Protecting you and your family against the unexpected
TPD insurance will provide a lump sum payment in the event you suffer an illness or injury which totally and permanently prevents you from working again.
Broadly speaking there are two definitions of TPD:
- Own occupation – The insured must show that they have a total and permanent disability that prevents them from working in their own occupation which they disclosed when applying for this cover.
‘Own Occupation’ is a more liberal definition of disability because, even if you can work in another occupation, you may still be eligible to receive disability benefits. Because it is relatively easy to qualify for benefits under this definition of disability, insurance companies are limiting the availability of this type of coverage. Own occupation coverage is often more expensive, and may only be available to individuals who have a clean medical history and work in a relatively risk-free occupation.
- Any occupation – The insured must show that they are totally and permanently disabled and unable to work in their usual, or any other occupation for which they are reasonably suited by their education, training or experience.
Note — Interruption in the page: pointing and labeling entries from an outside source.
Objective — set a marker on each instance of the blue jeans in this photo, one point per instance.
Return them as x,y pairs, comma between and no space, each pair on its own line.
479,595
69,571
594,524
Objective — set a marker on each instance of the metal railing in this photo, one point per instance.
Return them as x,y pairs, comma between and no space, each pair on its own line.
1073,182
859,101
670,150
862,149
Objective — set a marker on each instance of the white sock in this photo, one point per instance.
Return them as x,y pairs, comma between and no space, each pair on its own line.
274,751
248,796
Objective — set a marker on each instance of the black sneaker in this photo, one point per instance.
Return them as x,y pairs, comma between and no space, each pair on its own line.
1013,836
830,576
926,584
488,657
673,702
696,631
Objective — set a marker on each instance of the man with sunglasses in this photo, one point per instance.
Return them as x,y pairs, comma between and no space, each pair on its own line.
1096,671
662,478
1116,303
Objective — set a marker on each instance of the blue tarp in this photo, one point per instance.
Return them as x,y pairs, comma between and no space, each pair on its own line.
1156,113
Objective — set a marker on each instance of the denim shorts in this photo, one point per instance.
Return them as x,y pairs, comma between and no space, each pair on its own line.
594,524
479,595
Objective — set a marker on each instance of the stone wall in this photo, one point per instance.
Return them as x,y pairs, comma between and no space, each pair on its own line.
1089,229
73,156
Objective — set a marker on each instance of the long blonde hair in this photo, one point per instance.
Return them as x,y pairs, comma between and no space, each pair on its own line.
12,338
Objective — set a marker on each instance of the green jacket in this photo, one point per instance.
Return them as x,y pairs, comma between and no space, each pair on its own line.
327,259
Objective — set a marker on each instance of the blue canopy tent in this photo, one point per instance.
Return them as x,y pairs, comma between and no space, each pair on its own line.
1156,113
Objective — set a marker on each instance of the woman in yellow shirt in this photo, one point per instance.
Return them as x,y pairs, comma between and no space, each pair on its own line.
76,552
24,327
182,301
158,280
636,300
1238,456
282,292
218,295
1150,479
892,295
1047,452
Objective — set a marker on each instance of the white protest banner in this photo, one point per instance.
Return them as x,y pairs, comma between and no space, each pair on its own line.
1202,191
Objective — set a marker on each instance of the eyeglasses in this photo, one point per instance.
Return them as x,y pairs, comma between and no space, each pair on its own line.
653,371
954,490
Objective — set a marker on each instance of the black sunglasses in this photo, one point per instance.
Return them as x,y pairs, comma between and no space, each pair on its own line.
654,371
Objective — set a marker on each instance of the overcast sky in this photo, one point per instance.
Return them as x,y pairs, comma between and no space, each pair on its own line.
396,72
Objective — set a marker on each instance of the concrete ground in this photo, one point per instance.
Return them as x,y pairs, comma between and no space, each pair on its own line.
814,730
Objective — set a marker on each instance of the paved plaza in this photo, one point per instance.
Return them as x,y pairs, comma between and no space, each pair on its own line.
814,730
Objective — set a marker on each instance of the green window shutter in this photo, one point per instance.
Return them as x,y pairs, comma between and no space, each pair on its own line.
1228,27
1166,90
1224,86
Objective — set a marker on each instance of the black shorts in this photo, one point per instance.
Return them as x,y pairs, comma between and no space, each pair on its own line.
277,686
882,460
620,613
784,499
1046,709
‘Any Occupation’ is often the cheaper option, however it can be more difficult to meet the requirements of this type of disability definition.
Some insurers have a third definition available to clients – a ‘homemaker’ definition. Payment of benefits under this definition would be based on the proviso that the insured, through sickness or injury, is unable to do any normal physical domestic duties and will never be able to do so again.
Factors to consider
- Make sure you have adequate coverage. Under-insurance can present a serious problem.
- Changes in your personal circumstances (ie, taking on additional debt) often necessitate the need for higher covers of insurance.
- There may be taxation consequences where a disability lump sum superannuation payout is made.
Maintain your quality of life
TPD insurance can provide a lump sum benefit which can be used in many ways, such as:
helping to pay for recovery and rehabilitation costs, such as refitting your home
enabling a partner or family member to reduce their work hours to care for you
paying for a professional carer
providing much-needed funds to repay debts, and
creating an ongoing income stream for the future.
How are premiums calculated?
Generally, premiums are based on the sum insured, age, sex, occupation, hobbies, smoker/non-smoker status, general health and option chosen. Premiums can be stepped (they change with age) or level (fixed for an agreed time), with assessment differing from insurer to insurer.
Stepped premium – your premium increases every year with your age.
Level premium – your premium generally does not change and is based on your age when the policy commences.
While stepped premiums are usually lower in the early years, level premiums can be a more cost-effective option if you retain the insurance for a longer period of time. If insurance cover is only required for a short timeframe, a stepped premium may be more appropriate and cost-effective.
Tax position of premium and benefit payments
For personal cover, the premiums are not tax deductible. TPD benefits in your hands will generally not be assessed for income tax provided the benefit is received in the form of a lump sum.